Happy Pride Month! As people across the country celebrate Pride and the fourth anniversary of the landmark Supreme Court decision making marriage equality law of the land, we’re waiting for another major ruling that will have a direct impact on the lives of LGBTQ people across the country. On this week’s State of Belief, Interfaith Alliance’s radio show and podcast, we’ll take a look at upcoming court decisions, how little we know about white supremacy, and faith-inspired grassroots activism.
With only four weeks left in this year’s Supreme Court session, some of the most high-profile and consequential cases have yet to be decided, including a ruling that will determine whether businesses have the right to discriminate against LGBTQ people based on religious beliefs. Rabbi Jay Michaelson, author, activist and attorney, will join State of Belief host Rev. Welton Gaddy this week to discuss Masterpiece Cakeshop v. Colorado Civil Rights Commission. At the heart of the case is a baker who refused to bake a wedding cake for a gay couple, claiming he was right to do so on free speech grounds. Welton and Jay will also examine the other cases still before the court and what the decisions could mean for the future of faith and public life in the United States.
The Justice not Jails initiative from the Interfaith Movement for Human Integrity recently released the results of an online survey that points to a shocking amount of misinformation about our collective history around matters of civil rights and race in this country. While not conclusive, the findings are certainly worth examining – and we’ll do so with the Rev. Peter Laarman.

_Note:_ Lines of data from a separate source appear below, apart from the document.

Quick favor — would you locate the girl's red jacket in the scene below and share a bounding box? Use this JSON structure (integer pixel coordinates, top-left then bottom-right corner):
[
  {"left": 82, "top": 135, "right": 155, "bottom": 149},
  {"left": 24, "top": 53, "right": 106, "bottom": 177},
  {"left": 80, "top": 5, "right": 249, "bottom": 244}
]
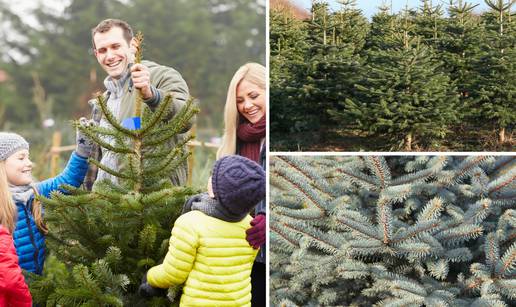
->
[{"left": 0, "top": 225, "right": 32, "bottom": 307}]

Hyper-partisanship and political gridlock characterize much of our national politics, but at the state and local level, it can still be a different story. Working to change the narrative is the Faith in Action Fund, sister organization of Faith in Action (formerly PICO National Network), dedicated to holding elected officials accountable to the communities in which they serve, especially in communities of color. The group’s executive director, Andrea Marta, will join Welton this week to talk about organizing in an era of political gridlock and why all of us – especially people of faith – should engage in local politics.